The association between sleep duration and obesity may be due to changes in the levels of some neuropeptides involved in appetite-regulation32,47,48. Sleep deprivation can cause neuro-hormonal disorders resulting in increased calorie intake levels48. Hormones also play a key role in this mechanism. Leptin and ghrelin are two of these hormones, which play different roles in appetite-regulation49,50. Adiponectin, which is secreted by adipose tissues, also plays a major role in the energy balance as a mediator of metabolism51,52.

Limitations

The current paper is not free of limitations this was a cross-sectional study; therefore, we cannot confidently specify the relationships of hours of sleep with obesity parameters. To suggest a cause-and-effect method, close observation must be made during the analysis of the Fasa PERSIAN cohort study at longer follow-up intervals, which can add to the importance of the research. Also, the current research was based on the individuals' self-report and therefore the data were subjective and may be prone to substantial recall bias. However, Sankai et al. have suggested that self-report sleep is valid compared to actigraphy53. In the current research, factors affecting the duration of sleep, and other quality factors, were not assessed; rather, the emphasis was focused solely on the amount of sleep. There was no recorded cause for the short period of sleep among individuals in the data; it may be the product of psychological or physical disorders, or just being tired from overwork. These variables are recommended to be considered during the follow-ups. The current study examined a rural population; a related study is suggested to be held in an urban community to determine any potential variations.

Conclusion

The present study suggests that anthropometric parameters such as BMI, WC, HC, WrC, WHtR are in inverse relationships with sleep hours.

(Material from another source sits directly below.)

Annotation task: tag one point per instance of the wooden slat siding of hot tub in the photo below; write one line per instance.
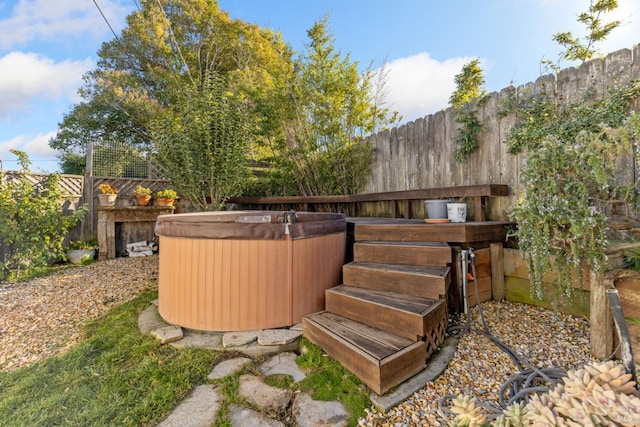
(317, 266)
(230, 287)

In women, anthropometric parameters such as BMI, WC, HC, and WHtR are more likely to increase with decreasing sleep hours. Finally, in the linear regression models, BFP was inversely associated with hours of sleep in men, while no significant correlation was found between this variable and hours of sleep in women. These findings suggest that a lack of sleep may be a warning sign of an unhealthy lifestyle and poor health effects.